Register Dispersion: Reducing the Footprint of the Vector Register File in Vector Engines of Low-Cost RISC-V CPUs

Published 21 Mar 2025 in cs.AR | (2503.17333v2)

Abstract: The deployment of Machine Learning (ML) applications at the edge on resource-constrained devices has accentuated the need for efficient ML processing on low-cost processors. While traditional CPUs provide programming flexibility, their general-purpose architecture often lacks the throughput required for complex ML models. The augmentation of a RISC-V processor with a vector unit can provide substantial data-level parallelism. However, increasing the data-level parallelism supported by vector processing would make the Vector Register File (VRF) a major area consumer in ultra low-cost processors, since 32 vector registers are required for RISC-V Vector ISA compliance. This work leverages the insight that many ML vectorized kernels require a small number of active vector registers, and proposes the use of a physically smaller VRF that dynamically caches only the vector registers currently accessed by the application.

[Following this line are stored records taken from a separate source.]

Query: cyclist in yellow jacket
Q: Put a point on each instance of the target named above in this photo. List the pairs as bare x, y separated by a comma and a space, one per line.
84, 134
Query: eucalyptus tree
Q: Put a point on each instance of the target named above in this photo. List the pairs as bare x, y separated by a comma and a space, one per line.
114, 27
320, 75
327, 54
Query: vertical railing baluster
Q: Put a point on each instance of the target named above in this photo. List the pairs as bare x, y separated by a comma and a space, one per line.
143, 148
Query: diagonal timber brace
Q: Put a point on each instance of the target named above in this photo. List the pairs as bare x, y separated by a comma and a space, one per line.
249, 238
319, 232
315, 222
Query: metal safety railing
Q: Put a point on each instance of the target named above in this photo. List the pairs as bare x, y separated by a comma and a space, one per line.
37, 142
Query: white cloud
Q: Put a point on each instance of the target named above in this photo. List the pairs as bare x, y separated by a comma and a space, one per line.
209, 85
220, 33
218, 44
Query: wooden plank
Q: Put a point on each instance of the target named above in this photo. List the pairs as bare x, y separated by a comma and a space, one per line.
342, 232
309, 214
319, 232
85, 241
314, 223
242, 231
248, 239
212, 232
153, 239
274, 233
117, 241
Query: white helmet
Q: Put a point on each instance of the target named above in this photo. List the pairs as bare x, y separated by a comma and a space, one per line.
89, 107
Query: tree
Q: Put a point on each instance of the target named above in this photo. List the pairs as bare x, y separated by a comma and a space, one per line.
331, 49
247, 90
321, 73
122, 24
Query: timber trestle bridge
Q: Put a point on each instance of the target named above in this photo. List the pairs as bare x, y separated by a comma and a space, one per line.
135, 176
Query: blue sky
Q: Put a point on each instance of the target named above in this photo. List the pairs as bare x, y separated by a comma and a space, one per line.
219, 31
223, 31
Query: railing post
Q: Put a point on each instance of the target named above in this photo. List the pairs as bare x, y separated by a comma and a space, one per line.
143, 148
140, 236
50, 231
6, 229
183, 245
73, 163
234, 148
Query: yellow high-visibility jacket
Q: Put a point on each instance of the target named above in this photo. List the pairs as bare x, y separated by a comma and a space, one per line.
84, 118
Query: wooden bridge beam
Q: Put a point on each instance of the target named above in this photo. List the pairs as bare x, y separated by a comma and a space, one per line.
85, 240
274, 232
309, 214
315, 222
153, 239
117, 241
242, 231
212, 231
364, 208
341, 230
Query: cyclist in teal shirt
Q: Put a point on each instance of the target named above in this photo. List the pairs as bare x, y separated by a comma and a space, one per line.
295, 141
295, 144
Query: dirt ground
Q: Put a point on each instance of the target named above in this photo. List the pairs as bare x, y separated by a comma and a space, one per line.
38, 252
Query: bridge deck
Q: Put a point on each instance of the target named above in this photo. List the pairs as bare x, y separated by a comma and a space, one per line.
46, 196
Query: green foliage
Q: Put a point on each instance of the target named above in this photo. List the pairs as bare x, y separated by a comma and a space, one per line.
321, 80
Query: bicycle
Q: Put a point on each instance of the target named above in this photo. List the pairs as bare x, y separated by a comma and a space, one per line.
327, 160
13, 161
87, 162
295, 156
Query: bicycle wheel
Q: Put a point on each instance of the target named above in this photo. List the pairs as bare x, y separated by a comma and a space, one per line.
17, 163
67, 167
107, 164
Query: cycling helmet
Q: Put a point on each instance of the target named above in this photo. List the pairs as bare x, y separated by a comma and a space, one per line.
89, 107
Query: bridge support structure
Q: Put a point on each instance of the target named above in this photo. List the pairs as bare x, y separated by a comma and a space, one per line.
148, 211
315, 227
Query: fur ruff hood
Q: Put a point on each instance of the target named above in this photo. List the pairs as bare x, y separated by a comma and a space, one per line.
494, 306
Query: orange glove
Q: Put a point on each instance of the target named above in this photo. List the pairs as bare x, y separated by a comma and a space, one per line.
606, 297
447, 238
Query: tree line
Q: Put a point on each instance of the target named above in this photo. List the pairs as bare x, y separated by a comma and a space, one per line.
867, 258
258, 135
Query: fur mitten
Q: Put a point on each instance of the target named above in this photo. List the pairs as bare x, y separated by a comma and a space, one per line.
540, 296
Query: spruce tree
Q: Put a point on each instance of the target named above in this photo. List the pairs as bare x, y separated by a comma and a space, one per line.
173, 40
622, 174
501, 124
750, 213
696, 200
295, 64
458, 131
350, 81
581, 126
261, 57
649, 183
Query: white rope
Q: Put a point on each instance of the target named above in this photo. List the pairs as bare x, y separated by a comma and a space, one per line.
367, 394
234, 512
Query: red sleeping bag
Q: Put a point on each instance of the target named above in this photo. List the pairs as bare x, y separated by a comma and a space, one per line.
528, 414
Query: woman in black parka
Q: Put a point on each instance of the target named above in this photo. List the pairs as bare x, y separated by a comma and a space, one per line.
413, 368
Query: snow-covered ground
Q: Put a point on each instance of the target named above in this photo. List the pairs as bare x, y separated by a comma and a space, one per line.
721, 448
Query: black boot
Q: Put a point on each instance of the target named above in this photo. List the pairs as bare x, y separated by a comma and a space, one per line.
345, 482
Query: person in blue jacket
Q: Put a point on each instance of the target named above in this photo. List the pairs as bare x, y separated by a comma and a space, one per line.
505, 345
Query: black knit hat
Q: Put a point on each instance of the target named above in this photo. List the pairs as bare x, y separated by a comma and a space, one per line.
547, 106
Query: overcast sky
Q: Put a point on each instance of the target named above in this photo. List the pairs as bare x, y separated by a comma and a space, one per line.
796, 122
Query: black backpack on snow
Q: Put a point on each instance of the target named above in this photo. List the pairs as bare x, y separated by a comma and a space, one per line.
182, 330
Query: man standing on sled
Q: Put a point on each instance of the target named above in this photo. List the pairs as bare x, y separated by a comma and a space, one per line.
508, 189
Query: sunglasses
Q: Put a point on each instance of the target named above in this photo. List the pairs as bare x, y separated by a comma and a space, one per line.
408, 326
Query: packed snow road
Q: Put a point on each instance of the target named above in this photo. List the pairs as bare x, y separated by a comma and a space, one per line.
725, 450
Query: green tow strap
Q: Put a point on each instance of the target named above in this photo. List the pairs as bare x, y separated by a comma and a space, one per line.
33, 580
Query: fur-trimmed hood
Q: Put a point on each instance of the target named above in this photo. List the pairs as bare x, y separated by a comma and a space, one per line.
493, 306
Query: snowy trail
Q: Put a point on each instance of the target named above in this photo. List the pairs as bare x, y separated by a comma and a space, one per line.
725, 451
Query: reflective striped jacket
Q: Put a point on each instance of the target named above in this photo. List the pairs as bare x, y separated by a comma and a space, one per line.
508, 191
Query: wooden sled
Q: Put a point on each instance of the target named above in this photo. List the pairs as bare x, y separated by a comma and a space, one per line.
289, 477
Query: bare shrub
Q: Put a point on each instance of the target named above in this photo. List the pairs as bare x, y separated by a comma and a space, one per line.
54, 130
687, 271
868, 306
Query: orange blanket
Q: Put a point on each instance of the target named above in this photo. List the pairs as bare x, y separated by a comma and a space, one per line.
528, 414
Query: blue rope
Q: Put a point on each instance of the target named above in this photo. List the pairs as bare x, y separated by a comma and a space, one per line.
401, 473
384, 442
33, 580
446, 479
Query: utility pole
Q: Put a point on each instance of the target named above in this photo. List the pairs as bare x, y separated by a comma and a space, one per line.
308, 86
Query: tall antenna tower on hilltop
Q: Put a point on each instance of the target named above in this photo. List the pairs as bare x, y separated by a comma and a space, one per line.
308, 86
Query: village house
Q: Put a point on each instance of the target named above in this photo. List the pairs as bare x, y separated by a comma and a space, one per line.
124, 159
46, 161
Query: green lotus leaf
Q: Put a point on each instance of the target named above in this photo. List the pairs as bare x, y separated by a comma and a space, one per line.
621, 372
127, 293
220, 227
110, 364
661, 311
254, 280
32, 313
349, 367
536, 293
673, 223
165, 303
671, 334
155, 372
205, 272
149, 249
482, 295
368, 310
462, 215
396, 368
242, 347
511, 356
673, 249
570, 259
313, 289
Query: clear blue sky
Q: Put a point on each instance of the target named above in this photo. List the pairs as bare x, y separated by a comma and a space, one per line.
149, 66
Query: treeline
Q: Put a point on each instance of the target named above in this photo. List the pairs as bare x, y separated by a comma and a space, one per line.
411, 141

This approach, called Register Dispersion, maps the architectural vector registers to a smaller set of physical registers. The proposed ISA-compliant VRF is significantly smaller than a full-size VRF and operates like a conventional cache, i.e., it only stores the most recently accessed vector registers. Essential registers remain readily accessible within the compact VRF, while the others are offloaded to the cache/memory sub-system. The compact VRF design is demonstrated to yield substantial area and power savings, as compared to using a full VRF, with no or minimal impact on performance. This effective trade-off renders the inclusion of vector units in low-cost processors feasible and practical.